The public broadcaster will get an additional $11.4 million dollars over four years, effectively ending a decade-long freeze.
This is the first major increase in RNZ’s $35m budget since 2007 when a report by KPMG found that the state-owned broadcaster was underfunded by $6 to $7m dollars a year.
On those figures RNZ would currently be underfunded to the tune of $14m.
While the additional money has been welcomed by the RNZ board with Chair Richard Griffin saying, “the Government is coming to the party and frankly it is a huge relief”, behind the scenes there will be disappointment among many staff.
Griffin revealed to Newsroom that the broadcaster had “got what it had asked for”.
“We put a plan in front of the Government and it has met our request.”
Known as a wily political operative, Griffin would have got a steer on the Government’s appetite for spending more before the bid went in. He has battled away over the last eight years trying to turn around the performance and perception of RNZ.
“The Government has always said to me – you show us that you have turned over every stone and got the sort of management that can meet the new technological demands [of the audience] and we will fund you.”
“We have brought in a totally new management team, and led by new CEO Paul Thompson they have turned the corner.”
“Cabinet haven’t been user friendly but they were clear, prove to us you can do the job and well give you more money – Paul and the team have done that.”

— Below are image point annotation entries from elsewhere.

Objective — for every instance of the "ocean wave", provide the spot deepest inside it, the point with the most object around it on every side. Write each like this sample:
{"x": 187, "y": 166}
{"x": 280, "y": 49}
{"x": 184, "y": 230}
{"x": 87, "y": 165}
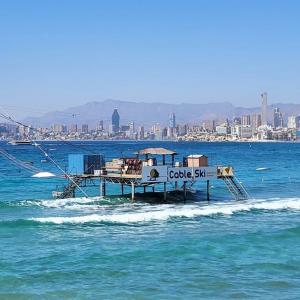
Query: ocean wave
{"x": 165, "y": 212}
{"x": 68, "y": 203}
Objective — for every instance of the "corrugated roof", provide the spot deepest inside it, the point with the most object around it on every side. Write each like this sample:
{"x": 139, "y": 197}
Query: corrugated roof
{"x": 196, "y": 155}
{"x": 156, "y": 151}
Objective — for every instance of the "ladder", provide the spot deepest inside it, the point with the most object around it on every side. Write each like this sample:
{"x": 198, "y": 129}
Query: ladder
{"x": 236, "y": 188}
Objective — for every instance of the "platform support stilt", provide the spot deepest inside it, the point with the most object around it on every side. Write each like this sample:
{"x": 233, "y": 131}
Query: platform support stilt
{"x": 132, "y": 191}
{"x": 207, "y": 190}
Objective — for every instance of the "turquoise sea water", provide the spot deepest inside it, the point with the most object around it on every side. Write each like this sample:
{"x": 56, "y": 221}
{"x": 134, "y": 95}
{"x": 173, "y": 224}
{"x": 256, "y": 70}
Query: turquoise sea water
{"x": 110, "y": 248}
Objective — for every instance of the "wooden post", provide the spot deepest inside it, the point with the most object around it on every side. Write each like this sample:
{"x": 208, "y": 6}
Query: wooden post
{"x": 207, "y": 190}
{"x": 132, "y": 191}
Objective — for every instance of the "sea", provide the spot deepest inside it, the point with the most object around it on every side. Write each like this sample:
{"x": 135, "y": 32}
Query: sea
{"x": 112, "y": 248}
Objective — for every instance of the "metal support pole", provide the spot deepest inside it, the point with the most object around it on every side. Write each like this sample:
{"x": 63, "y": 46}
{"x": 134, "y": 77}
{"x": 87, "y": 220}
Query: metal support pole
{"x": 132, "y": 191}
{"x": 207, "y": 190}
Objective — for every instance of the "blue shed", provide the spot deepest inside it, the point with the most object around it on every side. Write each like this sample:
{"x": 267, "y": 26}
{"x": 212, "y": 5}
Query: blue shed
{"x": 79, "y": 164}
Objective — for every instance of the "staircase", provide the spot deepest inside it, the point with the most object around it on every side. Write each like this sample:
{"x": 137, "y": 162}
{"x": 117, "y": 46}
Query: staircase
{"x": 69, "y": 190}
{"x": 236, "y": 188}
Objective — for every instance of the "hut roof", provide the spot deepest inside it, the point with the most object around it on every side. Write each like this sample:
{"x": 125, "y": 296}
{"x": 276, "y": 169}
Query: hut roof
{"x": 156, "y": 151}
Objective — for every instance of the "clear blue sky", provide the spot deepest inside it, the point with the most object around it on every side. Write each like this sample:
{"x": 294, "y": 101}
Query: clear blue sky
{"x": 56, "y": 54}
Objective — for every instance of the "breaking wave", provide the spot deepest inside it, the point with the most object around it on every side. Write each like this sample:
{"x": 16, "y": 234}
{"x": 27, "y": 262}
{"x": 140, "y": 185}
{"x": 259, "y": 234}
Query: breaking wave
{"x": 147, "y": 213}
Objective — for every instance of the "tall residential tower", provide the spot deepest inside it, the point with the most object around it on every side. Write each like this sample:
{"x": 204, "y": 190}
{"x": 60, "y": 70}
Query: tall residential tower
{"x": 264, "y": 108}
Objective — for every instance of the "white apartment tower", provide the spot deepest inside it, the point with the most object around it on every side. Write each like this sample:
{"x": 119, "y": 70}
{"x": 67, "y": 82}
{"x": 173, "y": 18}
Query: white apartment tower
{"x": 264, "y": 107}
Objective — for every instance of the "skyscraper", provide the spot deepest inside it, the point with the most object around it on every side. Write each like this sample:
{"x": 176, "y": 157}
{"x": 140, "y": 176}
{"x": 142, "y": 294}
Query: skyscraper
{"x": 172, "y": 120}
{"x": 294, "y": 122}
{"x": 85, "y": 128}
{"x": 246, "y": 120}
{"x": 256, "y": 121}
{"x": 264, "y": 108}
{"x": 115, "y": 121}
{"x": 277, "y": 118}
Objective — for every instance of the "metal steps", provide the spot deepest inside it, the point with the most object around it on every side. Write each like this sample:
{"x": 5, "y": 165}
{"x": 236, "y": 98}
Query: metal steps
{"x": 236, "y": 188}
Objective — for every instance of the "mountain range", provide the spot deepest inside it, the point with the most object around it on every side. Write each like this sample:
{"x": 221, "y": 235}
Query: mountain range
{"x": 148, "y": 113}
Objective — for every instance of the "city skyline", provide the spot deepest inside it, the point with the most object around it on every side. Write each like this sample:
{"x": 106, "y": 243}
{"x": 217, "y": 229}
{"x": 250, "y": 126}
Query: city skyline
{"x": 219, "y": 51}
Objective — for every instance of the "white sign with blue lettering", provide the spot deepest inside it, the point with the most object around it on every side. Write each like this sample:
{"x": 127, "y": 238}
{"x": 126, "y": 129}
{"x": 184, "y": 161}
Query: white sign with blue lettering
{"x": 191, "y": 174}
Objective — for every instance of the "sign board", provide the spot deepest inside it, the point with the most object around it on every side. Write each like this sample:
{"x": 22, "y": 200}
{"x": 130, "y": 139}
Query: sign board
{"x": 191, "y": 174}
{"x": 157, "y": 174}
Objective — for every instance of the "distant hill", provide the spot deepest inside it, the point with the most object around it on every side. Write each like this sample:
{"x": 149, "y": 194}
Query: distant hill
{"x": 148, "y": 113}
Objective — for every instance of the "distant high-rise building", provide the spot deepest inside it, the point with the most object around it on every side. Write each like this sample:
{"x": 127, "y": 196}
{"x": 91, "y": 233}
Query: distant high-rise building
{"x": 73, "y": 128}
{"x": 256, "y": 121}
{"x": 294, "y": 122}
{"x": 141, "y": 133}
{"x": 277, "y": 118}
{"x": 172, "y": 120}
{"x": 115, "y": 121}
{"x": 131, "y": 127}
{"x": 264, "y": 108}
{"x": 100, "y": 126}
{"x": 237, "y": 121}
{"x": 57, "y": 128}
{"x": 246, "y": 120}
{"x": 64, "y": 128}
{"x": 85, "y": 128}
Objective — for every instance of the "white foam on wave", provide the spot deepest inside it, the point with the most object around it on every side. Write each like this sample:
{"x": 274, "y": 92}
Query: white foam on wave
{"x": 59, "y": 203}
{"x": 166, "y": 212}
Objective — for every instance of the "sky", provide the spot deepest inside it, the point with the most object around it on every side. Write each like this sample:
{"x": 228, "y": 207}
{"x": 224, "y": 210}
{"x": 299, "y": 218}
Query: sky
{"x": 56, "y": 54}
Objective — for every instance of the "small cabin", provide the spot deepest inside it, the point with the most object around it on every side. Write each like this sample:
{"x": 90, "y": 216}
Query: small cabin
{"x": 196, "y": 161}
{"x": 82, "y": 164}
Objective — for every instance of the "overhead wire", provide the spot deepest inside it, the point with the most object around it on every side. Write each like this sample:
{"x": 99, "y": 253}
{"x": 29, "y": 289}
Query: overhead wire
{"x": 13, "y": 159}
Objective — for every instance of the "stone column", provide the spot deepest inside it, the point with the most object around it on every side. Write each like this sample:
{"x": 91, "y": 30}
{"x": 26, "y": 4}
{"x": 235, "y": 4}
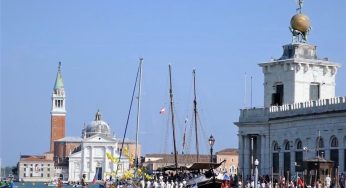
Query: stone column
{"x": 341, "y": 160}
{"x": 83, "y": 162}
{"x": 91, "y": 160}
{"x": 263, "y": 155}
{"x": 326, "y": 154}
{"x": 246, "y": 156}
{"x": 105, "y": 161}
{"x": 293, "y": 162}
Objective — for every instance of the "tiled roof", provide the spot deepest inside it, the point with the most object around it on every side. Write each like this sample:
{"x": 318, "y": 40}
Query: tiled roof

Griffin said that Treasury and the Minister (Maggie Barry) had supported the bid.
RNZ has performed strongly in the last few years.
RNZ National added 44,200 listeners in the 12-month period to April 8, 2017 according to the latest GfK survey
That’s an increase of 8 percent and takes its weekly cumulative audience of 579,400, making it the second most listened to station after The Edge.
Flagship programme Morning Report lifted its audience by 11.6 percent from 379,800 to 430,300.
Griffin said the extra money would be spread relatively evenly over the next four years but $400,000 would be spent on new technology, immediately.
However, Griffin confirmed, most of the increased funding would be spent on operations and not on capital expenditure.
This may limit RNZ’s move into video being driven by ex-TV3 and Māori TV executive and now head of content at RNZ, Carol Hirschfeld.
Cameras in RNZ’s Auckland studios allow RNZ to live-stream video from programmes like Checkpoint on Freeview and Sky TV channels and reporters are increasingly sending video from the field to supplement their audio reports.
“We have pretty much done what we want to do in the TV area,” said Griffin.
The limited funding increase probably means that the National Party does not see RNZ playing a more significant role in the changing media landscape.
If Labour ends up in power after the September election RNZ is likely to be the basis of a new and expanded public service media entity.